While Parliament voted to strike down the waiting period 86 votes to 70, most deputies from both parties voted against the measure, according to The Guardian. The scale was tipped by votes in favor of the measure by a “handful of cabinet ministers, including the taoiseach (prime minister) Micheál Martin, and the tánaiste (deputy prime minister) Simon Harris.”

Just weeks ago, a similar bill from the Social Democrats seeking to abolish the abortion waiting period failed to pass by an 85-30 vote, with 36 abstentions, Crux Now reported.

Peadar Tóibín, leader of conservative political party Aontú, decried the vote, saying it has taken away the “last protection for unborn children.”

“The battle for compassion and humanity is not over. It still has to get through the remaining stages of the Dáil and Seanad,” he added.

Tóibín said during a debate on Tuesday that there were 10,852 abortions in Ireland last year, “the highest figure on record.”

“It is equivalent to 400 classrooms of children who are no longer with us as a result of that abortion law. It is absolutely heartbreaking,” he said.

The doors to abortion in Ireland were opened in 2018 when a referendum voted 66.4% to 33.6% to repeal the Eighth Amendment, a 1983 constitutional amendment that guaranteed the right to life for the unborn, thereby outlawing abortion unless the pregnancy threatened the life of the mother.

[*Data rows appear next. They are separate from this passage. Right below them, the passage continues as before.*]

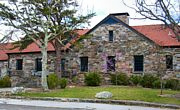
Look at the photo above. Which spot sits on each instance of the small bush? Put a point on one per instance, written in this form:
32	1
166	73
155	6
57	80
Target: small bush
119	79
156	84
63	83
172	84
147	80
135	79
92	79
75	79
5	82
52	81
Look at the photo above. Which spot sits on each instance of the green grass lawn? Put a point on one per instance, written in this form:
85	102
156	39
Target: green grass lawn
119	93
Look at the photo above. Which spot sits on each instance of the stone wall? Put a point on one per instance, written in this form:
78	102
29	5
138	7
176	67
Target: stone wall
3	68
26	77
126	44
97	48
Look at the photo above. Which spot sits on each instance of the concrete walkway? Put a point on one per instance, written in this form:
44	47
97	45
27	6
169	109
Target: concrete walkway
71	105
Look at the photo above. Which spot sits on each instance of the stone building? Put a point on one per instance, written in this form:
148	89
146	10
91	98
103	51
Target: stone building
113	46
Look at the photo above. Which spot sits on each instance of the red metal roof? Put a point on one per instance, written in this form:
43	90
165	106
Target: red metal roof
160	34
5	48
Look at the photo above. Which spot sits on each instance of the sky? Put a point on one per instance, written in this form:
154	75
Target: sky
102	8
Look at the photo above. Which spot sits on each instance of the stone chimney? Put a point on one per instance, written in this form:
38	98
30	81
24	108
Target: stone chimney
122	16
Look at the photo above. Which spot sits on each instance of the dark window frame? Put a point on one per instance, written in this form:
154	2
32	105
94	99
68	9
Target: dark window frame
19	64
169	62
111	35
111	63
38	64
138	63
63	63
84	61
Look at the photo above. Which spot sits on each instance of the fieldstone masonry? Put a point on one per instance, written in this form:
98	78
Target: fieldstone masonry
3	68
125	45
26	77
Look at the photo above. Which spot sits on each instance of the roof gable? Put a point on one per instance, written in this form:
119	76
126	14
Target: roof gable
112	17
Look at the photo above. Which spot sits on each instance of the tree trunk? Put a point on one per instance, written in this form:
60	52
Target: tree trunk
58	59
44	69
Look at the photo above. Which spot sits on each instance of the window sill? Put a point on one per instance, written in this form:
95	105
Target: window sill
138	72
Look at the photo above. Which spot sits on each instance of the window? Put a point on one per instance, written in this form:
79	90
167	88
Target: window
138	63
19	64
38	64
111	63
169	62
84	64
111	36
63	65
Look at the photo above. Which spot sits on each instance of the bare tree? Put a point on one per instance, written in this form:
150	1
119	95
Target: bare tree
42	21
166	11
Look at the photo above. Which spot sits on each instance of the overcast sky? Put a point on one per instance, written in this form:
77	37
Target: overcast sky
102	8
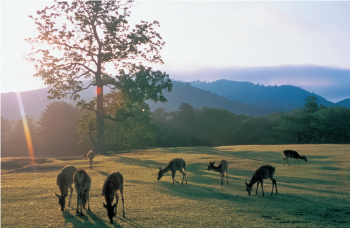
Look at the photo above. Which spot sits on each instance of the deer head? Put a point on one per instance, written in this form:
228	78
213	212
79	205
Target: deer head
210	166
304	158
249	188
160	173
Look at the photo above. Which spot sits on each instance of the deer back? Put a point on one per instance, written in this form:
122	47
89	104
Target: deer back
265	171
82	181
113	183
177	164
91	155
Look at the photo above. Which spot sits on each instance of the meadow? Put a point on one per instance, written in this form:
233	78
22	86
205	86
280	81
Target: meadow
314	194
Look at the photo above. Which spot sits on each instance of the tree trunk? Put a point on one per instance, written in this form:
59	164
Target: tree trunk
100	114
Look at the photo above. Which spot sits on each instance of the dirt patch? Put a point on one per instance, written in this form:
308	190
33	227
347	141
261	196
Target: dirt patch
17	163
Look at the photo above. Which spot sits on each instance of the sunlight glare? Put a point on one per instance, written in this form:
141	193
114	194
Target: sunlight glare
25	126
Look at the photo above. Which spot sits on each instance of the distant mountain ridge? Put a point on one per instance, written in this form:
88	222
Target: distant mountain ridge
285	97
238	97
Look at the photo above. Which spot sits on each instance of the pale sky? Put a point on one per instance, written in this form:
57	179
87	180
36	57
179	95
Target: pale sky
207	34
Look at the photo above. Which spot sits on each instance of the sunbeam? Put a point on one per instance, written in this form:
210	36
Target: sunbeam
25	127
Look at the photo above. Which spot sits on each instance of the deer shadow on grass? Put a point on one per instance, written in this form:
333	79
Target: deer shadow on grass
138	162
83	221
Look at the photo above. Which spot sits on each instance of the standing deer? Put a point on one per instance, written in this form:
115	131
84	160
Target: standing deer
292	154
265	171
85	155
65	181
222	168
91	156
113	183
82	182
175	164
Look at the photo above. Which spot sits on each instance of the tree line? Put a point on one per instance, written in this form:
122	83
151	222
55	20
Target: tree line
217	127
64	130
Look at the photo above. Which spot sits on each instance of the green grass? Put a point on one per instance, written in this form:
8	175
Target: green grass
314	194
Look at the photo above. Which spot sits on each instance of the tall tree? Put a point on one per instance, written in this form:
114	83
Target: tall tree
91	39
57	129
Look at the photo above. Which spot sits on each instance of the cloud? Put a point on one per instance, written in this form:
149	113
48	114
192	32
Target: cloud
330	83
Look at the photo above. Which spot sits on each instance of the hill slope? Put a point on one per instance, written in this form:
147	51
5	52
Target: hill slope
198	98
281	97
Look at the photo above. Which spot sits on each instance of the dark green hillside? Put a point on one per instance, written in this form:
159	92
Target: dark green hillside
282	97
198	98
344	103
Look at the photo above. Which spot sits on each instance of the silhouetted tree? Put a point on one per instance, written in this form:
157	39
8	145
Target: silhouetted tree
82	39
57	130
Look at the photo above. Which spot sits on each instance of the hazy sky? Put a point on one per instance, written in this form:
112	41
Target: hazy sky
208	35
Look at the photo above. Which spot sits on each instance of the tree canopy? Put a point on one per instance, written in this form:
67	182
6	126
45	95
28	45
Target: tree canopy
91	41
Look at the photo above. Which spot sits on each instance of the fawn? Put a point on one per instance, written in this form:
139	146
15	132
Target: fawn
265	171
90	156
292	154
65	181
175	164
82	182
222	168
113	183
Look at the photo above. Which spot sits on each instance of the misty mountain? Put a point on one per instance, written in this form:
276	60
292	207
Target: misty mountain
198	98
344	103
284	97
238	97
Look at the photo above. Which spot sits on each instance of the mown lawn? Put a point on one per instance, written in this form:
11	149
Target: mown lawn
314	194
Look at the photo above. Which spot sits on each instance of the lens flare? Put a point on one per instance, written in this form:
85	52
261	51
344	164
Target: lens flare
25	127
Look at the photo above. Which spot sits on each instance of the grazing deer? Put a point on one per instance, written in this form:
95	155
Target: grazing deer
175	164
91	156
113	183
65	181
292	154
82	182
222	168
265	171
85	155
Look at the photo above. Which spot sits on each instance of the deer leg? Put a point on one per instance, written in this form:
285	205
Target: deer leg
116	200
183	176
71	192
173	176
88	200
275	182
121	193
287	161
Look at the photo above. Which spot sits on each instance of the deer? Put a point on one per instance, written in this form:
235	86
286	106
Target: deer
292	154
91	156
265	171
85	155
113	183
173	165
65	181
222	168
82	183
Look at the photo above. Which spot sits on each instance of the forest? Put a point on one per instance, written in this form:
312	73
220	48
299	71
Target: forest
64	129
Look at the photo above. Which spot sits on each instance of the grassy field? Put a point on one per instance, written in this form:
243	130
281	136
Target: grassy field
314	194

“In 2018, there were 2,879 abortions and since that law was deregulated the number has surged,” Tóibín continued. “It has tripled in just seven years and yet there is no effort by the political establishment to understand why there is such a surge. There is no effort to ameliorate this awful human cost.”

In light of Wednesday’s vote to eradicate the abortion waiting period, Robert Troy, a junior minister of the centrist Fianna Fáil party, said some voters had supported abortion during the 2018 referendum assuming certain “protections and safeguards,” including the three-day waiting period. “It doesn’t do politics any justice to row back a short time later and try and change things.”

Peadar Tóibín, the leader of the Aontú party, said the public is not in favor of abolishing the waiting period. “Many people who voted for repeal are angry,” he said, according to The Guardian.